Small clean energy startups are landing deals that would have seemed impossible just a few years ago: short-term contracts with major tech companies at $100 per megawatt-hour, or roughly double typical market rates.
Hyperscaler willingness to pay such a premium doesn’t necessarily extend to the whole power sector. But for the companies offering what the tech companies want — generation of clean, firm power that they can get online fast — it’s a lucrative moment. That said, for those lucky startups, the question of whether current demand signals can last remains open.
Last week, the Chinese AI company DeepSeek announced what appears to be breakthrough efficiency gains in its large language models. And as a result, both AI and energy companies are grappling with potential changes to their most fundamental assumptions about how much energy the technology requires. But the development also raises questions for the wave of energy startups banking on the tech giants’ seemingly bottomless appetite for power.
Gabriel Kra, the founder of the investment firm Prelude Ventures, has seen a steady uptick in small companies seeking venture capital backing based on small deals with AI developers.
“I am seeing more and more companies coming in and saying ‘Hey, we spoke to Amazon, we spoke to Meta, we spoke to Google, they’re offering us this trial, they are offering us this pilot, they’re offering us these prices,’” said Gabriel Kra, founder of Prelude Ventures. “I do not doubt that those companies are getting those actual price indications from the hyperscalers.” (Editor’s note: Prelude Ventures is an investor in Latitude Media.) But as the DeepSeek news suggested, those prices aren’t guaranteed to endure as the booming industry evolves.
These startups — pitching everything from geothermal and nuclear to biomass burning, natural gas, and energy storage — are bringing agreements that range from MOUs to take-or-pay contracts, often with the potential to scale up in coming years.

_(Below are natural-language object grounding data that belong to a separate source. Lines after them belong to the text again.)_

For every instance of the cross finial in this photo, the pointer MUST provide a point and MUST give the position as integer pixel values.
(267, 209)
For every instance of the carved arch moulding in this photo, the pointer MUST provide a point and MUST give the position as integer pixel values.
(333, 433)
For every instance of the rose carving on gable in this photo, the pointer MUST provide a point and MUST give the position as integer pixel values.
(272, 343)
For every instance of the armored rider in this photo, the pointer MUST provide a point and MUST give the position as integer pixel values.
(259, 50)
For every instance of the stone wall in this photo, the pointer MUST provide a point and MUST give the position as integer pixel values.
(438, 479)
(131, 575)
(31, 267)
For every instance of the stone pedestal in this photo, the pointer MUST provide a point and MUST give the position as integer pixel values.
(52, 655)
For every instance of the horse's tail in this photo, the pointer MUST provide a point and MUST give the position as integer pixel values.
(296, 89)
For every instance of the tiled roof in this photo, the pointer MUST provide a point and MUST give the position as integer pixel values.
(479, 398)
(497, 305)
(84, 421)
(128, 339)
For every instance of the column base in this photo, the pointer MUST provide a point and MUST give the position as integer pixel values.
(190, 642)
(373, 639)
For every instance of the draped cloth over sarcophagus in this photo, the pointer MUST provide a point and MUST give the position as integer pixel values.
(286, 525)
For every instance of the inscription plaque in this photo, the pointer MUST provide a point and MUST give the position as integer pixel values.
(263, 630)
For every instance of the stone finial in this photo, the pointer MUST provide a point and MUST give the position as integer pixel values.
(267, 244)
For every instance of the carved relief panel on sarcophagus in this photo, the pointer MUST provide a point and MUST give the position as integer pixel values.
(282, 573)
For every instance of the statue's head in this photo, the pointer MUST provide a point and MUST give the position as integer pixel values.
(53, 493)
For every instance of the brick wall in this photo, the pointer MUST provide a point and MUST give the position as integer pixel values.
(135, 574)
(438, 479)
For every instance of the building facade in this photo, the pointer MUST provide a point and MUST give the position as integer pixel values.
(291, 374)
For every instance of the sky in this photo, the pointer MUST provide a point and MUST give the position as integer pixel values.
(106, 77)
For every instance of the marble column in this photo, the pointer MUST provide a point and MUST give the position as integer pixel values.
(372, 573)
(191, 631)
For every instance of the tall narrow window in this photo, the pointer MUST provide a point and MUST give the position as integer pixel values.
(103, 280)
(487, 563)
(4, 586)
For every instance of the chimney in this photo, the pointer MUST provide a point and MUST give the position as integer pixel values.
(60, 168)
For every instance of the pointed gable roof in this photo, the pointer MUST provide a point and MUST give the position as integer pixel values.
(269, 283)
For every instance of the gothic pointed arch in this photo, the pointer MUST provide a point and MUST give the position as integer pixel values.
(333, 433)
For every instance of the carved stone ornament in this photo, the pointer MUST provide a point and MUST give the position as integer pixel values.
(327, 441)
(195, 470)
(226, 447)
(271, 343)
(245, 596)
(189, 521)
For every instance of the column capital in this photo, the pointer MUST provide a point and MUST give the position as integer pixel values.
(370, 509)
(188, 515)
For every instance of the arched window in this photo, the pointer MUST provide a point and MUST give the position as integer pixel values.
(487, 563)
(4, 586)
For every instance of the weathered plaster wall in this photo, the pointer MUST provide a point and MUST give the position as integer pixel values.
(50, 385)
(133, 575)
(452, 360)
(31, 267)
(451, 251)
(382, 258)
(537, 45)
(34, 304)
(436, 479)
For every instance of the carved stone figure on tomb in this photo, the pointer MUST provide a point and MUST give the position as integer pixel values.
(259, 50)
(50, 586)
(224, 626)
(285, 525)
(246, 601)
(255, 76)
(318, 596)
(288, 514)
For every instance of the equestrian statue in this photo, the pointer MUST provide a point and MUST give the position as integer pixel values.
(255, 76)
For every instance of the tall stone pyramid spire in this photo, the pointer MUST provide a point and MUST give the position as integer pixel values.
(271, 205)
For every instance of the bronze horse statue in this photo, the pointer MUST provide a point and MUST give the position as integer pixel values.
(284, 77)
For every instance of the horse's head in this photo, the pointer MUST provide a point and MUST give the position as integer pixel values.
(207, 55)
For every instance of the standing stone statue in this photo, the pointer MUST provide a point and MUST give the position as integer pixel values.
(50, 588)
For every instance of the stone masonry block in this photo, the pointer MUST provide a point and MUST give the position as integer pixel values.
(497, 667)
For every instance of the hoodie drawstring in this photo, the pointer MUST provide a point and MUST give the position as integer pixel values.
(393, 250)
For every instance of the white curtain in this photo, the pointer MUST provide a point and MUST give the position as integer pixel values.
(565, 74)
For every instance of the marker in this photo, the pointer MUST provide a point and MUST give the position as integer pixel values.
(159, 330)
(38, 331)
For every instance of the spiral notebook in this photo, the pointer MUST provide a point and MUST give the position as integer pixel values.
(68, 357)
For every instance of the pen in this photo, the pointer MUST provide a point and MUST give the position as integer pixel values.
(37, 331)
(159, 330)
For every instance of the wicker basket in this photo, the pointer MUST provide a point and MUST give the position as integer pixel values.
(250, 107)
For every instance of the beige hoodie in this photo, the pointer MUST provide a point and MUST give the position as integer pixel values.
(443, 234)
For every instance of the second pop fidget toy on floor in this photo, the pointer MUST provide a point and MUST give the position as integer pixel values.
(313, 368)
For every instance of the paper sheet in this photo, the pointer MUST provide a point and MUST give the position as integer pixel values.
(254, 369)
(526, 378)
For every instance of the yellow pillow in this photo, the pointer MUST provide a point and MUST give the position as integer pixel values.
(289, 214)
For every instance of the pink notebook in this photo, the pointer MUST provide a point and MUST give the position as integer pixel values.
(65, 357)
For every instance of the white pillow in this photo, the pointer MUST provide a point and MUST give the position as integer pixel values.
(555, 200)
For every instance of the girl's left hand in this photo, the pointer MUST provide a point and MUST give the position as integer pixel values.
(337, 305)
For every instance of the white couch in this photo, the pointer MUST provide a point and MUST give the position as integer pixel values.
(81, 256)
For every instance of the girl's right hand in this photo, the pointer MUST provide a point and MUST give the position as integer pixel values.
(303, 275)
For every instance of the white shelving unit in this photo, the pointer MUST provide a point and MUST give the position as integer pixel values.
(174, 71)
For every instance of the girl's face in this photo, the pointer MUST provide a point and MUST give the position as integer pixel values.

The majority are structured as virtual PPAs rather than behind-the-meter arrangements.
“If you have a credible delivery of this power in 2027, 2028, those customers are willing to pay what, by every other measure, is an exorbitant fee for that power,” Kra said. “That’s a story, I think, that hasn’t run its course yet…We’re not eager investors at this moment in companies that need to sell their electricity at 100 bucks an hour. We’re not sure we believe that’s a long-term trend.”
Investor outlook
Prelude is relatively comfortable with the types of agreements startups are bringing with hyperscalers, Kra said — even though they’re not necessarily long-term PPAs.
What he’ll be watching for, other than whether these startups can deliver on their systems, is whether they can get their costs low enough to be able to sell to a wider market, outside customers like hyperscalers who are willing to pay a huge premium.
Another key question for Kra: “whether this AI driven energy market dynamic starts to genuinely spill over to other commercial customers and residential customers as to whether they start paying higher electricity prices.” If that happens, there are likely to be “really interesting consequences for how electricity gets regulated in this country,” Kra said. “It’s the one place that public sentiment could really change things…I think I’ll be paying a lot of attention to how that develops.”
For clean energy investors, the current trend of high energy prices has a little bit of ironic déjà-vu, he added.
Several years ago, PPA prices were as low as $20 per MWh. And thanks to major advancements in solar and wind efficiency, lower interest rates, and less grid congestion, Kra said the industry was speaking in terms of “energy abundance.” And at that time, investors were fielding pitches for business plans predicated on accessing $20-per-MWh electricity.
“People would come in and talk to us about all the wonderful things that they’re going to do and build with this cheap, abundant electricity and this cheap, abundant energy,” he explained. “And we’d push back on these companies and say ‘Wow, I don’t know where you’re getting this $20 power…what happens to your long run model at $50?’ And that knocked a lot of business models right out of the playing field.”
It was a prescient response on Kra’s team’s part; prices haven’t been that low since early 2020.
There’s of course a difference between the 2020 companies, who were consumers of power, and 2024’s crop of startups, who are producers. Today’s market is driven by the hyperscalers, who have a need for speed to power — and are willing to pay $100 per MWh to get it.
But again, Kra said, these prices may not last: “Is this any more believable as a long-term business plan than 20 bucks per metawatt hour as a customer? Can you rely on 100 bucks a megawatt-hour if you’re a supplier?”